Nenek duduk di atas kursi roda, membelakangi Jenna yang baru melangkah masuk. Perlahan, Jenna menyentuh pundak sang nenek dan wanita tua itu langsung berbalik, kemudian tersenyum lebar.
'Apakah kamu datang untuk menjemput, Nenek?' tanya sang nenek, dengan bahasa isyarat.
Jenna hendak menangis, tetapi ia berusaha untuk tetap tersenyum.
'Aku datang karena merindukan Nenek dan mengantar apel ini.'
Balas Jenna, sambil mengangkat kantung plastik berisi apel, yang baru saja dibelinya.
Jenna menarik kursi dan duduk di samping sang nenek.
Nenek menerima kantongan plastik itu dan melihat isinya, ia tersenyum. Ini adalah apel merah kesukaannya.
'Nanti, Nenek akan meminta perawat untuk membuat jus dari apel-apel ini.
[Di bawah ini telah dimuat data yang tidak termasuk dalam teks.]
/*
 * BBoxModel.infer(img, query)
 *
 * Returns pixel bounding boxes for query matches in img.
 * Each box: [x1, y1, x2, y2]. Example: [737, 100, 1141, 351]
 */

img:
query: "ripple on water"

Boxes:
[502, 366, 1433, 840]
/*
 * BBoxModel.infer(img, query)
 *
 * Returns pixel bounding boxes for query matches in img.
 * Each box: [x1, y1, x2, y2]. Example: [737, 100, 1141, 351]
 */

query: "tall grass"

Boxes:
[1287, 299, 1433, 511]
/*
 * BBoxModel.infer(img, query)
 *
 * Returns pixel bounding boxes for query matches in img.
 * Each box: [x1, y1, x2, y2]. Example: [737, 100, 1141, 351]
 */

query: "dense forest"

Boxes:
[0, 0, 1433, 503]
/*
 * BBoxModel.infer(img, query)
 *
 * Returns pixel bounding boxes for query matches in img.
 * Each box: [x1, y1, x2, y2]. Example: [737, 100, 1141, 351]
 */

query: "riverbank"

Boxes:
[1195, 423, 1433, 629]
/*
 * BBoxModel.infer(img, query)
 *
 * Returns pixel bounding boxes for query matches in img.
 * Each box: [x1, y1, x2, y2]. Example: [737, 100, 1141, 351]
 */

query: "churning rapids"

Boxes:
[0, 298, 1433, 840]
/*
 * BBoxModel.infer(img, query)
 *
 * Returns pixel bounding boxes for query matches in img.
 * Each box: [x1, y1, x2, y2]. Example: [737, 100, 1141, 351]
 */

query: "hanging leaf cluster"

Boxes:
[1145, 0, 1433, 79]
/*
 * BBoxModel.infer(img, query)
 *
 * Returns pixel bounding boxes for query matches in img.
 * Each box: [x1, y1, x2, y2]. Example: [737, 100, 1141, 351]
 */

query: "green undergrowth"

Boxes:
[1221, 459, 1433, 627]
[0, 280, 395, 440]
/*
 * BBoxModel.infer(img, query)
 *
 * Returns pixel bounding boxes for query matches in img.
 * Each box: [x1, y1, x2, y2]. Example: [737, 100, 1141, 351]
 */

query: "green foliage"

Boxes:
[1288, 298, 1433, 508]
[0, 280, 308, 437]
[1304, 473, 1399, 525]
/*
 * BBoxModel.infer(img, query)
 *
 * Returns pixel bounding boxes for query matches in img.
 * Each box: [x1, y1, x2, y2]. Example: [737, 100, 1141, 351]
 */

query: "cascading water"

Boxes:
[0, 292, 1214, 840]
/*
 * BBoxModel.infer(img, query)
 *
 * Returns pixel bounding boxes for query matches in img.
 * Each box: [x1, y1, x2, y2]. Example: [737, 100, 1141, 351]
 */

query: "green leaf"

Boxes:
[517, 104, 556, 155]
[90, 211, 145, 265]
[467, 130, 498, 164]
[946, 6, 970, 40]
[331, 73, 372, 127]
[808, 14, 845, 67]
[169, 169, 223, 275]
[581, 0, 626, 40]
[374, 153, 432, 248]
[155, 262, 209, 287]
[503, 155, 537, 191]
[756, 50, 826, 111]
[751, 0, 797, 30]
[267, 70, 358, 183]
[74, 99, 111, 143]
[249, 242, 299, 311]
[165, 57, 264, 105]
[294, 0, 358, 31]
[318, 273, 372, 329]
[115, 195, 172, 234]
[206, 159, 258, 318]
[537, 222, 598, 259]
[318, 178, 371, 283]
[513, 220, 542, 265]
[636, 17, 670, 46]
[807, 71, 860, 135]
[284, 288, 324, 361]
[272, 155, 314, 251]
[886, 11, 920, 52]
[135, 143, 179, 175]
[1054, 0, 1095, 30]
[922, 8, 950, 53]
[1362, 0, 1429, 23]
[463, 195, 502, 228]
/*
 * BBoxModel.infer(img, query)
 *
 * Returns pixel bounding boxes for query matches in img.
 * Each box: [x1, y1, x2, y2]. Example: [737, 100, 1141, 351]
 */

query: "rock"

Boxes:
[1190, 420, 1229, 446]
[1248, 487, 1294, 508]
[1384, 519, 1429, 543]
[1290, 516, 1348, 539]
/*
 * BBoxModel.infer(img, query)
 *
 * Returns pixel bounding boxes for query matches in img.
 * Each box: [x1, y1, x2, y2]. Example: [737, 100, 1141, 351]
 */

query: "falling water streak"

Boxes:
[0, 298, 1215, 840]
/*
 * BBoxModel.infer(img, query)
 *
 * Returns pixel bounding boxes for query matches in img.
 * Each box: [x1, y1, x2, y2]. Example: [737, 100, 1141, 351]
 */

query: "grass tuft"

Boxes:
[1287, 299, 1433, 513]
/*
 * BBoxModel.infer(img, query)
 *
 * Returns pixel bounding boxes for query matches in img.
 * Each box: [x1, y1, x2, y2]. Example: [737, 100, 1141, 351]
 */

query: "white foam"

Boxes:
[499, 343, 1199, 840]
Jadi, kapan Nenek dapat tinggal bersamamu?'
'Sebentar lagi, Nek.'
Nenek mengangguk dan tersenyum lebar, kemudian bertanya, 'Bagaimana kabarmu? Apakah kamu bahagia?'
Bahagia? Tidak, itu tidak dirasakan oleh Jenna. Malahan, ia merasa begitu kesepian dan tidak berguna. Namun, tentu ia tidak akan mengatakan hal tersebut dan membuat sang nenek, khawatir.
'Aku bahagia dan sehat.'
Lalu, Jenna mengeluarkan foto hasil USG dan menunjukkan kepada sang nenek. Seperti dugaannya, nenek begitu gembira, sampai berlinang air mata. Di saat itulah, Jenna ikut menangis.
Nenek langsung memeluk Jenna dan menepuk punggungnya perlahan. Wanita tua itu mengira, cucunya juga sangat bahagia sampai menangis haru. Namun kenyatannya, apa yang dirasakan Jenna adalah kesedihan yang mendalam.
Jenna memeluk erat, sang nenek. Menangis sesenggukan, hanya itu yang dapat dilakukannya. Hanya menangis, itu pun dengan catatan, sang nenek mengira ia menangis karena bahagia.
Setelah menangis bersama selama beberapa saat, akhirnya Jenna mulai tenang dan melepaskan pelukannya.
Tangan keriput menghapus jejak air mata di wajah, Jenna.
'Kamu tidak lagi boleh begitu cengeng, apalagi saat akan menjadi seorang ibu.'
Jenna mengangguk, menanggapi ucapan sang nenek.
Lalu, mereka duduk berdampingan dalam diam. Tangan Jenna berada di dalam genggaman sang nenek. Tepukan lembut di punggung tangannya, seakan mengatakan bahwa semua akan baik-baik saja. Setidaknya, bertemu dengan sang nenek, membuat suasana hati Jenna sedikit lebih baik.
Tok tok tok!
Pintu kamar dibuka dan Yura melangkah masuk.
"Nyonya, sudah waktunya kembali." Yura menyampaikan dengan sopan.
Jenna melihat ke arah jam dinding dan ternyata, ia sudah hampir tiga jam berada di kamar ini. Hari pun sudah mulai sore.
'Pulanglah.'
Jenna hanya mengangguk dan masih menggenggam tangan sang nenek. Walaupun mengangguk, tetapi Jenna masih ingin bersama dengan neneknya itu.
'Pulanglah dan segera jemput Nenek.'
Kembali Jenna mengangguk. Bagaimana pun, malam ini ia harus berbicara dengan Tuan Besar Kim, terkait keinginannya untuk mengajak sang nenek tinggal bersama.
'Baik.'
Balas Jenna dan mengecup pipi sang nenek, sebelum melangkah pergi.
Tiba di kediaman Kim, Jenna tidak langsung pergi ke kamar, melainkan berusaha menemukan Tuan Besar Kim di ruang kerja. Namun, mencari ke seluruh rumah, Jenna tidak dapat menemukan ayah mertuanya itu. Maka, ia kembali menemui Yura yang berada di ruang depan.
"Apakah Tuan Besar Kim belum kembali?" tanya Jenna sopan.
Namun, bukan Yura yang menjawab, melainkan Nyonya Besar Kim.
"Ada apa kamu mencari suamiku?" tanya Nyonya Besar Kim dingin dan memberi instruksi dengan tangannya, agar Yura pergi.
Jenna berbalik dan menatap ibu mertuanya, yang melangkah keluar dari ruang tamu.
"Aku, Aku...."
"Apa yang ingin kamu sampaikan pada suamiku, tetapi begitu sulit diutarakan padaku?" tanya Nyonya Besar Kim, penuh curiga.
Jenna menelan ludah, ia jelas tahu ibu mertuanya tidak menyukai keberadaannya. Namun, jika tidak dikatakan maka hanya akan menimbulkan rasa curiga. Memberanikan diri, akhirnya Jenna berkata, "Aku ingin meminta izin Tuan Besar Kim, agar nenekku dapat tinggal di sini, bersamaku."